The e-book revolution appears to have arrived at libraries in Grand Haven and Spring Lake. Loutit District Library and Spring Lake District Library have reported significant increases in the number of e-books checked out during 2011.
Len Painter
Jan 7, 2012


At Loutit District Library, the number of e-books checked out rose 128 percent from the previous year, according to Director John Martin.

Spring Lake District Library has also had a huge increase in the number of e-books checked out during 2011, according to Director Claire Sheridan.

“It’s been crazy,” said Martin of the surge. “All the libraries in Michigan are seeing similar numbers.”

As sales of e-reader devices continue to soar, more people are now turning to public libraries to download e-books.

Loutit and Spring Lake district libraries are members of the Lakeland Library Cooperative, which in turn is a member of the Michigan Library Cooperative. The MCL receives funds from Lakeland Cooperative members to purchase e-books that can be shared by cooperative members.

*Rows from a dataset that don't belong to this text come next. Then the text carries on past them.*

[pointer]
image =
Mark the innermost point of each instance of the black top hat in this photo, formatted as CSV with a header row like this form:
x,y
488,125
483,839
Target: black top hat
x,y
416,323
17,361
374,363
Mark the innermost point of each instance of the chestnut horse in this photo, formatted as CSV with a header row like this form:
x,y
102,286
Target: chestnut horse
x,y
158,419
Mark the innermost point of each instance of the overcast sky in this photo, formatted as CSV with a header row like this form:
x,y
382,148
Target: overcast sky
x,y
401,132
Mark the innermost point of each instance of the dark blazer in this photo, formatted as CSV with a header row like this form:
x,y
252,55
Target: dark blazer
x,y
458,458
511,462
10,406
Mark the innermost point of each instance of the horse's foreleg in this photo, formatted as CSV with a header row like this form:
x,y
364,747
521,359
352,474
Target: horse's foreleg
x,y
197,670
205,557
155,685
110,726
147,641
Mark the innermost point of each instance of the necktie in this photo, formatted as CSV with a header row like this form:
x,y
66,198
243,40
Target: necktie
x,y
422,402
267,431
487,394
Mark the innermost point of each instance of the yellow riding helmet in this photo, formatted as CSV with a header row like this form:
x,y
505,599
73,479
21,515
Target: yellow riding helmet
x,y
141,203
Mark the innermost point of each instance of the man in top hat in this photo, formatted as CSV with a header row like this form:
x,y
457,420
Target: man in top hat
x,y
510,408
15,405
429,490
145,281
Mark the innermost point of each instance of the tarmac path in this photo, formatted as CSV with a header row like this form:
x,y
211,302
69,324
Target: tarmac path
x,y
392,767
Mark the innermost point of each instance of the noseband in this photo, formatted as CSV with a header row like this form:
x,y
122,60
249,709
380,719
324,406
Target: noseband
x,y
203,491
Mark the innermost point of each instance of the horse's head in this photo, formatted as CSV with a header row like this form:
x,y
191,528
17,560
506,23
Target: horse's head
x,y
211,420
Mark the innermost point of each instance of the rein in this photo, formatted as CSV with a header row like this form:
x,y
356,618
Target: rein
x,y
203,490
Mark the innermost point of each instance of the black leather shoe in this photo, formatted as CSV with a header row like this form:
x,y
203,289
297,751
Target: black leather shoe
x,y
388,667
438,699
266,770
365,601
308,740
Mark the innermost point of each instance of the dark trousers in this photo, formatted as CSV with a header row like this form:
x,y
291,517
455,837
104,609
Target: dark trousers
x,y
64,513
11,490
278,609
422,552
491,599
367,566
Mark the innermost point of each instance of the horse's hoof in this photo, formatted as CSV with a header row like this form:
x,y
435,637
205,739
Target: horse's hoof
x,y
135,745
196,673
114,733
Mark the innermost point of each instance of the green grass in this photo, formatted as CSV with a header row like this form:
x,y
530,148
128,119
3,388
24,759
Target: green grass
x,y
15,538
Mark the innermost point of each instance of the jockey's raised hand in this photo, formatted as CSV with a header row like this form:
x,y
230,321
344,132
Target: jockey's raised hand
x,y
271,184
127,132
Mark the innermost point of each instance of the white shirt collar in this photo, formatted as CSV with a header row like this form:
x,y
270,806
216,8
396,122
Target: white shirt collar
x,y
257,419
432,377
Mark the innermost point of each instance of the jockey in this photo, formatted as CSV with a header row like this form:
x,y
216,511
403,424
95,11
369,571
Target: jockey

Book publishers are now selling their books in both print and digital formats, making it easier for libraries to obtain electronic copies of best-selling books, Martin said. But there are still some drawbacks, he said.

“The No. 1 complaint we get is that everyone wants the same titles in the first few months the books are out,” Martin said. “There are only so many titles.”

Both Martin and Sheridan said the spike in requests for e-books is particularly noticeable shortly after Christmas, when people receive e-reader devices as presents.

Both Loutit and Spring Lake district libraries offer programs to help patrons learn how to use their e-readers and download books. Earlier this week, 35 patrons turned out for an e-reader workshop at Loutit District Library.

Spring Lake District Library has purchased some e-readers to demonstrate how they work to patrons.

“We have a team of people ready to help patrons,” Sheridan said.

Martin said Loutit is also planning one-on-one sessions with patrons who feel they need help with using their e-reader.

“People can call to make an appointment,” he said.

Checking out e-books can be done online through the two libraries’ websites.

“You can be on vacation, and all you need is a library card and a place you can connect on the Internet to download books,” Sheridan said.

The books can be downloaded on devices in a matter of seconds. And there are no overdue fines with e-books — they automatically erase after two weeks.

“When you go on vacation, you can really load up on books,” Martin said.

Martin said one of the cool things about e-books is the really sharp color. He said cookbooks and children’s books with lots of photos are particularly good books for color.

While the circulation of e-books is skyrocketing, both Martin and Sheridan said there is room for both printed and electronic books at libraries. They both said their printed collections will continue to grow.

But they are also ready to embrace the future — e-books.